Schon 2023 kündigte Ford an, dass die Fabrik namens „BlueOval Battery Park, Michigan” im Jahr 2026 mit der Produktion von LFP-Zellen beginnen solle. Der Aufbau ist also offenbar im Zeitplan. Damals teilte Ford mit, 2.500 Mitarbeiter beschäftigen zu wollen und 35 GWh Jahreskapazität anzustreben. Dies bezog sich aber auf eine spätere Ausbaustufe. CBT News gibt nun an, dass Ford bis Jahresende 800 Mitarbeiter im Werk beschäftigen will und später auf „schließlich 1.700 Mitarbeiter aufstocken“ wolle. Ob das dann schon die Endausbaustufe ist, bleibt unklar. Auch zum geplanten Output der Fabrik äußert sich die News-Webseite nicht.

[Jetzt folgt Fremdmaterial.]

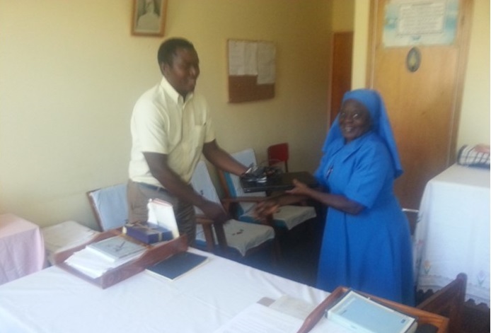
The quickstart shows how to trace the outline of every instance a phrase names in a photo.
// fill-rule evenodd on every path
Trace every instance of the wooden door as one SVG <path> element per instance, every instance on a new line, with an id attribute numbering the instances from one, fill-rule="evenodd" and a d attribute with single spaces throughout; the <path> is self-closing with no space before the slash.
<path id="1" fill-rule="evenodd" d="M 458 1 L 451 45 L 391 47 L 383 42 L 389 2 L 371 0 L 367 86 L 383 97 L 400 154 L 405 173 L 395 194 L 403 206 L 415 209 L 427 181 L 455 159 L 472 1 Z M 406 59 L 413 46 L 420 64 L 410 71 Z"/>
<path id="2" fill-rule="evenodd" d="M 333 124 L 345 93 L 351 90 L 351 68 L 353 50 L 352 31 L 333 35 L 333 76 L 331 78 L 330 123 Z"/>

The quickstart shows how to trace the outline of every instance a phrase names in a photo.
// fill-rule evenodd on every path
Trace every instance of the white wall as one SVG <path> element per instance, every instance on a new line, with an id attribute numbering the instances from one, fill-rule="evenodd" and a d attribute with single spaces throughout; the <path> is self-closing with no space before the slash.
<path id="1" fill-rule="evenodd" d="M 127 180 L 129 121 L 160 79 L 163 38 L 130 35 L 132 1 L 0 0 L 0 214 L 96 224 L 86 192 Z M 192 40 L 197 89 L 229 151 L 291 144 L 313 170 L 327 123 L 328 1 L 169 0 L 166 37 Z M 228 38 L 277 49 L 276 96 L 227 103 Z"/>

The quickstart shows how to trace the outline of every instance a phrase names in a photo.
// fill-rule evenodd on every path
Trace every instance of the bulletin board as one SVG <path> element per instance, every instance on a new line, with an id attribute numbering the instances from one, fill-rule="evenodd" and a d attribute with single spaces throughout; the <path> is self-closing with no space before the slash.
<path id="1" fill-rule="evenodd" d="M 271 42 L 229 40 L 229 102 L 275 97 L 276 47 Z"/>

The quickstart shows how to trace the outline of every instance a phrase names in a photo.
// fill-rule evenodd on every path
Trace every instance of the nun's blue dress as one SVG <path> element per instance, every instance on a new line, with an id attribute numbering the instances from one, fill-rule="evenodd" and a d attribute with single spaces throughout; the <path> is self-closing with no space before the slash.
<path id="1" fill-rule="evenodd" d="M 409 225 L 393 193 L 396 171 L 386 143 L 369 132 L 346 144 L 331 139 L 324 151 L 319 182 L 364 209 L 352 215 L 328 208 L 318 288 L 345 286 L 414 305 Z"/>

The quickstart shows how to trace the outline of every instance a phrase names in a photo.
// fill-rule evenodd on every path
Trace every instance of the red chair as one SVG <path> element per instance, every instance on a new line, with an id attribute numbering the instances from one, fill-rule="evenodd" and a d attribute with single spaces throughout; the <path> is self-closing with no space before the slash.
<path id="1" fill-rule="evenodd" d="M 288 144 L 274 144 L 267 147 L 267 162 L 270 166 L 284 164 L 284 172 L 288 172 Z"/>

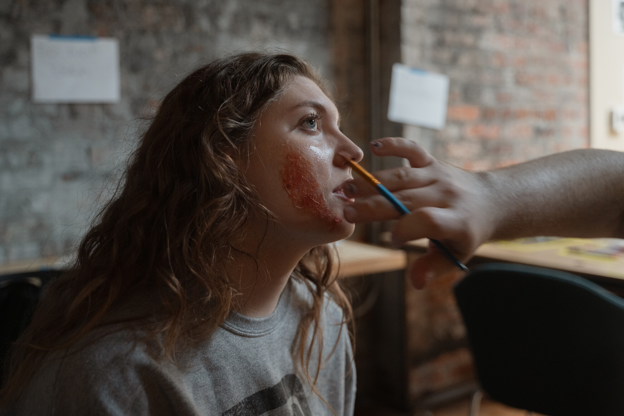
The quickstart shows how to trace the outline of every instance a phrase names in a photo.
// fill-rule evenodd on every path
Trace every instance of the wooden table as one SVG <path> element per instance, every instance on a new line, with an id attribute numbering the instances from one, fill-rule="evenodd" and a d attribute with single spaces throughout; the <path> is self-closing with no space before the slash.
<path id="1" fill-rule="evenodd" d="M 375 273 L 402 270 L 407 260 L 402 250 L 394 250 L 371 244 L 342 240 L 336 243 L 339 259 L 339 277 L 352 277 Z M 62 267 L 63 261 L 52 257 L 41 257 L 0 265 L 0 275 Z"/>
<path id="2" fill-rule="evenodd" d="M 384 239 L 388 238 L 384 237 Z M 567 238 L 531 242 L 528 239 L 521 239 L 486 243 L 477 249 L 469 264 L 492 261 L 520 263 L 557 269 L 598 282 L 624 287 L 624 256 L 608 259 L 607 256 L 575 253 L 575 247 L 600 245 L 605 241 L 604 239 Z M 624 241 L 620 241 L 624 245 Z M 405 248 L 424 252 L 428 244 L 426 239 L 414 240 L 407 242 Z"/>
<path id="3" fill-rule="evenodd" d="M 353 277 L 375 273 L 403 270 L 407 265 L 407 257 L 402 250 L 341 240 L 336 248 L 339 259 L 338 277 Z"/>

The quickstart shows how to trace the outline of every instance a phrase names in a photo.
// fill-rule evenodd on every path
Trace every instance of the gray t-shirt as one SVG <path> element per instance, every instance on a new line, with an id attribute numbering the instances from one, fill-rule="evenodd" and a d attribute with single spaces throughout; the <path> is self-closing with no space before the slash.
<path id="1" fill-rule="evenodd" d="M 259 319 L 232 314 L 199 347 L 177 354 L 179 367 L 155 360 L 132 330 L 109 334 L 86 346 L 79 343 L 53 355 L 4 411 L 51 416 L 332 415 L 291 354 L 311 299 L 305 285 L 291 279 L 272 314 Z M 341 318 L 340 309 L 326 299 L 324 364 L 316 387 L 336 414 L 350 416 L 355 369 Z M 313 376 L 318 353 L 312 357 Z"/>

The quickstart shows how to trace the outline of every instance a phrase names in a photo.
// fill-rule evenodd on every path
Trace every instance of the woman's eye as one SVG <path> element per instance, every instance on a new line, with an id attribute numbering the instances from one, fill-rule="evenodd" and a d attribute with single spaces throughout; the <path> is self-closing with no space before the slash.
<path id="1" fill-rule="evenodd" d="M 308 129 L 316 129 L 316 119 L 308 119 L 303 122 L 303 126 Z"/>

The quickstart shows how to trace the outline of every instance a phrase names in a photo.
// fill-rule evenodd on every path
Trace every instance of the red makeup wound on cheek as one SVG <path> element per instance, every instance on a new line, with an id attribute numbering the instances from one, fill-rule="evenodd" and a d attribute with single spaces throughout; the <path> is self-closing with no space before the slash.
<path id="1" fill-rule="evenodd" d="M 331 231 L 340 222 L 340 218 L 329 210 L 313 171 L 310 161 L 299 153 L 289 152 L 281 171 L 282 181 L 295 206 L 323 219 Z"/>

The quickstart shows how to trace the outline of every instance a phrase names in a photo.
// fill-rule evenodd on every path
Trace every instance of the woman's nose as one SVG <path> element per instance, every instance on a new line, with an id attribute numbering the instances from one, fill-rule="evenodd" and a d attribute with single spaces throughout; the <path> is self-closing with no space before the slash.
<path id="1" fill-rule="evenodd" d="M 362 158 L 364 157 L 364 152 L 362 151 L 362 149 L 341 132 L 340 136 L 338 148 L 336 149 L 338 151 L 336 152 L 336 160 L 335 162 L 336 166 L 344 165 L 346 163 L 344 161 L 345 159 L 354 162 L 361 161 Z"/>

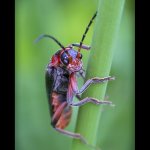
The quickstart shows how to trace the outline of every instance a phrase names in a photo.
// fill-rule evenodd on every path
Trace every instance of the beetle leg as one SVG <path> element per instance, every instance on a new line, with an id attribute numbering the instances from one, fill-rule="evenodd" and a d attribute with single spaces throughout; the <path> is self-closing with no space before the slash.
<path id="1" fill-rule="evenodd" d="M 78 99 L 78 100 L 81 100 L 81 96 L 80 95 L 75 95 L 76 96 L 76 98 Z"/>
<path id="2" fill-rule="evenodd" d="M 110 76 L 104 77 L 104 78 L 95 77 L 95 78 L 89 79 L 85 82 L 85 84 L 82 86 L 82 88 L 79 91 L 75 91 L 75 94 L 81 95 L 91 84 L 103 83 L 103 82 L 106 82 L 109 80 L 114 80 L 114 79 L 115 79 L 115 77 L 110 77 Z"/>
<path id="3" fill-rule="evenodd" d="M 72 46 L 80 47 L 80 43 L 73 43 L 73 44 L 69 45 L 69 47 L 72 47 Z M 91 49 L 90 46 L 87 46 L 87 45 L 84 45 L 84 44 L 81 45 L 81 48 L 86 49 L 86 50 L 90 50 Z"/>
<path id="4" fill-rule="evenodd" d="M 105 100 L 102 101 L 102 100 L 98 100 L 98 99 L 92 98 L 92 97 L 86 97 L 77 103 L 70 103 L 70 105 L 71 106 L 82 106 L 82 105 L 89 103 L 89 102 L 96 104 L 96 105 L 99 105 L 99 104 L 112 105 L 111 101 L 105 101 Z"/>
<path id="5" fill-rule="evenodd" d="M 82 77 L 82 79 L 85 79 L 85 70 L 82 68 L 79 72 L 77 72 L 77 77 Z"/>
<path id="6" fill-rule="evenodd" d="M 84 137 L 79 134 L 79 133 L 73 133 L 73 132 L 70 132 L 70 131 L 67 131 L 67 130 L 63 130 L 63 129 L 60 129 L 60 128 L 55 128 L 56 131 L 64 134 L 64 135 L 67 135 L 69 137 L 72 137 L 72 138 L 75 138 L 75 139 L 80 139 L 84 144 L 87 144 L 86 140 L 84 139 Z"/>

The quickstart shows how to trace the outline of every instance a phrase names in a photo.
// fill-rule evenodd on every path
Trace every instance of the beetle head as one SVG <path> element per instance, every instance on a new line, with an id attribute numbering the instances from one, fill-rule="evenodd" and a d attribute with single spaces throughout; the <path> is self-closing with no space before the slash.
<path id="1" fill-rule="evenodd" d="M 78 72 L 82 69 L 82 54 L 72 48 L 66 48 L 60 54 L 60 62 L 68 71 Z"/>

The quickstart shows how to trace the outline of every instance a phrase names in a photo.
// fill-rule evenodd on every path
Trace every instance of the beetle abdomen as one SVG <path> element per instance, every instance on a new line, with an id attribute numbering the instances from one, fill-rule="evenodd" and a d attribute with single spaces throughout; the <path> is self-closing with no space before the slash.
<path id="1" fill-rule="evenodd" d="M 66 102 L 66 95 L 52 92 L 50 103 L 53 127 L 64 129 L 69 124 L 72 114 L 72 108 Z"/>

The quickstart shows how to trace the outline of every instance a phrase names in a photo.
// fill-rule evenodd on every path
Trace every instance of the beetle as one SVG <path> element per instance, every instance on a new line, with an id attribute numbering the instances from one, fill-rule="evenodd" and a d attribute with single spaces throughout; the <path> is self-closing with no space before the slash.
<path id="1" fill-rule="evenodd" d="M 73 133 L 64 130 L 64 128 L 70 122 L 72 106 L 82 106 L 88 102 L 97 105 L 112 104 L 112 102 L 110 101 L 98 100 L 92 97 L 86 97 L 81 100 L 80 95 L 91 84 L 114 80 L 114 77 L 94 77 L 87 80 L 80 90 L 77 86 L 77 75 L 80 75 L 83 79 L 85 77 L 85 71 L 82 64 L 82 54 L 80 53 L 80 50 L 90 50 L 91 48 L 90 46 L 84 45 L 83 41 L 96 15 L 97 12 L 93 15 L 88 26 L 86 27 L 80 43 L 73 43 L 65 47 L 55 37 L 47 34 L 40 35 L 36 39 L 36 42 L 38 42 L 44 37 L 50 38 L 61 48 L 52 56 L 50 62 L 46 67 L 45 73 L 46 91 L 51 115 L 51 125 L 58 132 L 72 138 L 80 139 L 85 144 L 87 144 L 87 141 L 80 133 Z M 74 47 L 77 47 L 78 50 L 75 50 Z M 76 96 L 80 101 L 74 103 L 74 96 Z"/>

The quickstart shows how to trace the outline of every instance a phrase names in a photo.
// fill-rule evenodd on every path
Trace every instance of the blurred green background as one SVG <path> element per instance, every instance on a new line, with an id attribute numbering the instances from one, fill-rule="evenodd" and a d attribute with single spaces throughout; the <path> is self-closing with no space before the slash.
<path id="1" fill-rule="evenodd" d="M 72 139 L 50 126 L 45 68 L 59 46 L 50 39 L 35 44 L 40 34 L 64 45 L 79 42 L 97 0 L 15 1 L 15 147 L 16 150 L 69 150 Z M 109 10 L 108 10 L 109 11 Z M 84 41 L 90 45 L 93 26 Z M 86 68 L 89 53 L 82 51 Z M 126 0 L 108 84 L 109 100 L 101 116 L 97 145 L 102 150 L 134 149 L 134 0 Z M 79 79 L 81 86 L 81 80 Z M 74 131 L 78 108 L 68 130 Z M 87 120 L 87 122 L 90 120 Z"/>

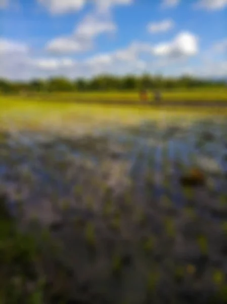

So oder so: Die Nutzung von LFP-Batterien stellt bei Ford eine Abkehr von der ursprünglich NCM-basierten Batteriestrategie dar. NCM-Zellen ermöglichen zwar eine höhere Energiedichte, sind nicht ganz so anfällig bei niedrigen Temperaturen und bieten in der Regel bei gleichem Energiegehalt etwas mehr Leistung. Dafür sind LFP-Zellen deutlich günstiger, die Materialien sind einfacher verfügbar und die Zellen sind etwas robuster, was in einer längeren Nutzungsdauer mündet.

Vor dem Hintergrund von Fords neuer Strategie löste der US-Autobauer im Dezember auch sein Batterie-Joint-Venture BlueOval SK mit dem südkoreanischen Batteriehersteller SK On auf. Beide Seiten teilen sich die Eigentumsrechte an den drei schon bestehenden Werken in Kentucky und Tennessee. Ein wichtiger Faktor: SK On konzentriert sich gegenwärtig auf NMC-Zellchemien. Ford strebt aber eine weitere Diversifizierung in Richtung LFP, aber auch in Richtung Lithium-Mangan-reiche Batterien, kurz LMR, an.